As the nuc we were adding to this hive only had 4 frame (a feeder taking up the space of the 5th frame), we needed to add 6 frames to this hive. We spaced them like so. The frames from the nuc will be kept in the exact same order and placed in the center of the box.
Finally, when ready, we lifted up the lid of the nuc.
It was bustling with bees. We removed the feeder first. It was empty and full of bees. Then one by one we placed the frames in the hive.
Slowly and methodically we added the frames. The bees and the queen looked awesome! We shook the bees from the feeder on top of all the frames and added the inner cover.
Since the new bees we added had very little honey stores. On top of the inner cover, we added a feeder full of sugar syrup and Honey B Healthy. The two sticks act as a way for the bees to move around the feeder. We blocked off the entrances to this upper box that is hiding the feeder. This will prevent robbing, as it is robbing season. We simply plugged up the entrance with a wood chip that fits.
The entrance on the front of the deep is opened half way and an evergreen branch is placed in front. This forces the bees to reorient to their new home’s location. I will remove it in a couple of days. The bees go right through it.

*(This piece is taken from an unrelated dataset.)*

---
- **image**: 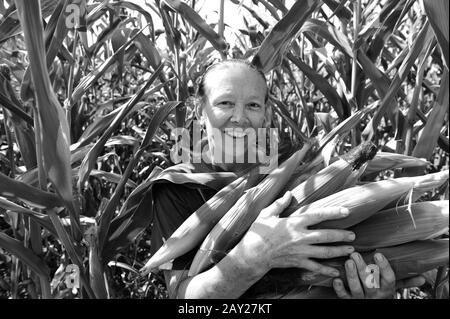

Here is the hive immediately after the combination. Two hives became one. The hive on the bottom uses the bottom board entrance that has had the entrance reducer on since it was so weak. The new hive is in the second green box on top. The newspaper is between them. On the top of the hive is the old nuc box. It is completely empty. Some bees are still in there and will not discover where their queen has gone immediately. They will sense where she is within a day or two and join the new hive. The feeder although empty was still with a few bees. I left it on the side for the bees to vacate for about an hour or two. The bees, working from the top and the bottom, should chew through the newspaper in a couple of days. Once the hives are combined, they will function as one.
Can you do this as a beekeeper? Yes!
This technique works to combine two weak hives and make one strong one.
It can help integrate a weak hive into an existing one to over winter.
It can also be used to add a nuc to a weak queenless hive.
If you decide to give this a try, there should only be one queen when attempting this.